There is a reason this is called marketing, people!; what marketers are really selling is the right to dream, and… we all want — and I think we even all deserve — to dream.

Yes! Yes! Yes! I had a feeling you were going somewhere that last post.
We all want the dream! So find or create the best product you can. Promote it, maybe hype it, but only up to a point. If the product is pretty great and hype is less than ‘over the top,’ then 9 times out of the 10 you get happy customer, you get some money, you keep your reputation is intact and you can sleep at nights with a clear conscience! (sp?)
So be honest, but don’t be a fanatic about it! I enjoyed this so much by the way that I’m thinking will signing up to your list! (Not that I need to be on another list!

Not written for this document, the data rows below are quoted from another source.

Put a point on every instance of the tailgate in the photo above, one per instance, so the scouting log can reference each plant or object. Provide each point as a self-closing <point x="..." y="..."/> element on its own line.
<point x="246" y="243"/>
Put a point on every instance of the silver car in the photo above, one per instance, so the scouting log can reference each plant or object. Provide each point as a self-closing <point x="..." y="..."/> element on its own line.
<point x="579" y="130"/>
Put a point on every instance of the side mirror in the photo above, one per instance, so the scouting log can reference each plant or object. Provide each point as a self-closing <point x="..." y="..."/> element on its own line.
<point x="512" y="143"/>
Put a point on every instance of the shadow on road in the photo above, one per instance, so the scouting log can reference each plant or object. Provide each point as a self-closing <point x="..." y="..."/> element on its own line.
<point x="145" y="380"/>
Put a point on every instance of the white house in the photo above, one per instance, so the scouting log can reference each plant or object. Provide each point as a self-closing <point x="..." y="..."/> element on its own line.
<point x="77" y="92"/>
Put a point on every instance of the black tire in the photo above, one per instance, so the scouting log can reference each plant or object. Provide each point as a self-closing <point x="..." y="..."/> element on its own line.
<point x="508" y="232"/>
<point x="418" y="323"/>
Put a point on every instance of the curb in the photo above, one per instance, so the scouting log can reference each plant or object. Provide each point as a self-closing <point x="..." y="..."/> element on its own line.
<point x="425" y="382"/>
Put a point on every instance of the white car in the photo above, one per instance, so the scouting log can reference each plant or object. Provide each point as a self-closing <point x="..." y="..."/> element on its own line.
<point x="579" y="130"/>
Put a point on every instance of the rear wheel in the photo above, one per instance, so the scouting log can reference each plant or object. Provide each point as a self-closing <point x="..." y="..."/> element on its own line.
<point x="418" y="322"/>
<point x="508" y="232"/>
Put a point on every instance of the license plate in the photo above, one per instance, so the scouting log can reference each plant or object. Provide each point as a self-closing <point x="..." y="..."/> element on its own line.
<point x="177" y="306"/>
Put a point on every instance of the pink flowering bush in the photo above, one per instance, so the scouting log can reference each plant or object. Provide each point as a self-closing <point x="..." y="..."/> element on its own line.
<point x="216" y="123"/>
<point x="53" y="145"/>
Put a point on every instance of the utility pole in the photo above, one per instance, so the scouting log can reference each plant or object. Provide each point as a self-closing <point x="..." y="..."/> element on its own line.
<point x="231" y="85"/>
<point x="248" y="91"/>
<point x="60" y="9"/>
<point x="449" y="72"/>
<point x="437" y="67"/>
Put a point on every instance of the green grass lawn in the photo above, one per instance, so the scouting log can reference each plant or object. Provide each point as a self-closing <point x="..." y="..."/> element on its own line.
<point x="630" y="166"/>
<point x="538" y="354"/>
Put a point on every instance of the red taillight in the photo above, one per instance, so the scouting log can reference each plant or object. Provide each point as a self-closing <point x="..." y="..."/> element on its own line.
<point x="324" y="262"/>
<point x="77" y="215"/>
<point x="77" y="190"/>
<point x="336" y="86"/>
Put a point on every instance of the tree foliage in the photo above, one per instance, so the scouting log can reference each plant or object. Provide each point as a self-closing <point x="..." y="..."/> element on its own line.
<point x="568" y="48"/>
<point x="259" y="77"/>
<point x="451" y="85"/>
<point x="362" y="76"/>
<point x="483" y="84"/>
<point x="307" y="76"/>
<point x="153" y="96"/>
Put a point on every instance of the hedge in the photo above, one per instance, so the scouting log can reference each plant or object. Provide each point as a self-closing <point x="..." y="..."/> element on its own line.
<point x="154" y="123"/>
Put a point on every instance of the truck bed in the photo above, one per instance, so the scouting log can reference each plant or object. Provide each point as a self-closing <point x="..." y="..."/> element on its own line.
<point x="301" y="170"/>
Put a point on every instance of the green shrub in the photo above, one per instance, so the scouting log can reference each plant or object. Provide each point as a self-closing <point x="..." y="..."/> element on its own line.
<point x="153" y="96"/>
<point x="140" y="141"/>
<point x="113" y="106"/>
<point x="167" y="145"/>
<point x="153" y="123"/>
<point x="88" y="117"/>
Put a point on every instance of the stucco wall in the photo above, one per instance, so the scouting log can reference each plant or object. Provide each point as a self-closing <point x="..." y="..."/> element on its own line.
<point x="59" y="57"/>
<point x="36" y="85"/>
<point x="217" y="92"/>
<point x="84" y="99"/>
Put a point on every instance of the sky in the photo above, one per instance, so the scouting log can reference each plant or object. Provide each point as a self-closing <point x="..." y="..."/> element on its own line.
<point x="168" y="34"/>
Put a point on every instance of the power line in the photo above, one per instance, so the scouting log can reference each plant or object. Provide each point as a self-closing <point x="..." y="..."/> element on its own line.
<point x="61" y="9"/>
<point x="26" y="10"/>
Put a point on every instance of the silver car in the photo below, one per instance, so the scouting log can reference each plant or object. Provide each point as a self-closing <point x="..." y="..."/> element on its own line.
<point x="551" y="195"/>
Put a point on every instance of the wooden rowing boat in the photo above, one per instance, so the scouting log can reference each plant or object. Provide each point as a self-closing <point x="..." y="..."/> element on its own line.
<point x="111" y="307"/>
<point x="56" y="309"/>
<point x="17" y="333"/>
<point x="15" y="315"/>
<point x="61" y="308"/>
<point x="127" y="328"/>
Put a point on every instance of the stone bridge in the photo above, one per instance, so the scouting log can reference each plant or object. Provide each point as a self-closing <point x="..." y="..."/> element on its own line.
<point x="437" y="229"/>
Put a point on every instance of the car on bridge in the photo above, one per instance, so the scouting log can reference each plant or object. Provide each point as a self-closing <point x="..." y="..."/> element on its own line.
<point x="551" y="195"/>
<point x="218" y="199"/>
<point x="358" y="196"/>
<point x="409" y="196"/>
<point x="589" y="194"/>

LOL!)
(strange but cool theme by the way)
WOW>The last 2 posts were a lot of work to tell us something (I hope) most marketers already know.
(and you’re theme is not cool | of course i’ve never liked the colors green and orange very much so i may not be best to say)
Cool theme. Nice blog. And one of many nice posts! And correct conclusion.
Honesty is the best policy as they say. But maybe not the only one. Opinions differ as to what constitutes honesty as I'm sure you know especially in marketing. All in all at the end of the day anyone who pretends not to understand that marketers make their living by selling and that selling involves puttin gthe best light on the product or service is just conning themsleves.
So to all the whiners I would say — stop complaining already and wise up.